I’m getting a real kick out of my co-workers these days. I’m working with about a half dozen young women — young being the operative word.
They’re all so freaking competent it kills me. They can write like it’s nobody’s business, they all take great photos to go with their stories, and they almost always laugh at my jokes. I call them ‘the girls.’
They’re either about to go to university, just leaving university, or all done with it and on their way. They do yoga and eat a lot of avocados. We live on Martha’s Vineyard and none of them know who John Belushi is but they all know they should keep using the same plastic cup for take out iced coffee over and over and over again. If they see a bug, they think twice before killing it. Actually they leave it for me to kill because they couldn’t possibly… and they know I won’t hesitate.

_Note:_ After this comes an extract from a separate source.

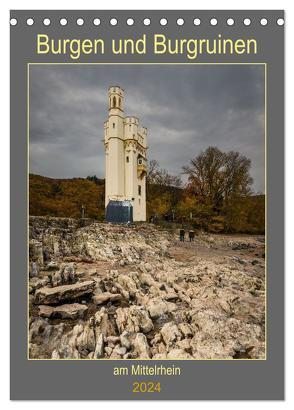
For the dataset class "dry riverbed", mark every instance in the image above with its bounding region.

We get along just fine the girls and me. Oh, there’s a little trouble when I insist on running the window air conditioner up in our second floor office —ramshackle is too nice a word for it. They probably aren’t a fan of artificial air circulating or something. I like to tell them they’d be just fine with the AC if they weren’t always dressed half-naked for summer.
I admire these young women though. They wear what they want, they say what they want (within reason, because I can tell when they’re being polite), they have strong opinions about their ideas, and most of all they are game for just about any hair-brained idea I come up with.
So far, they’ll write just about any story I deem as “Wow, that’d be great! You can paddle a kayak at 5 am on a pond full of shellfishermen and write a story about sunrises on the Vineyard and the shellfish industry and a bit about your biceps after having paddled so hard and we can fit this story in four sections of the newspaper if we want? Thanks ladies.”
It’s important to me that they come up with any idea to write about; if they like the idea, the writing is going to be just fine. The more they like the subject matter the less I edit has been my experience.
And best of all, every once in a while one of them notices our little dynamic and says, “It’s really cool that we have this room full of women we work with.”
I’m going to be sad when summer’s over and most of these girls say goodbye. Like the restaurant business on Martha’s Vineyard, the newspaper business needs summer help, and we’re really lucky to have such talented young women with us. I just wish they’d stay, but I know they’re on to China, London, Scotland and beyond. This old lady will stay right where she is until next summer, when I hope to see them all again.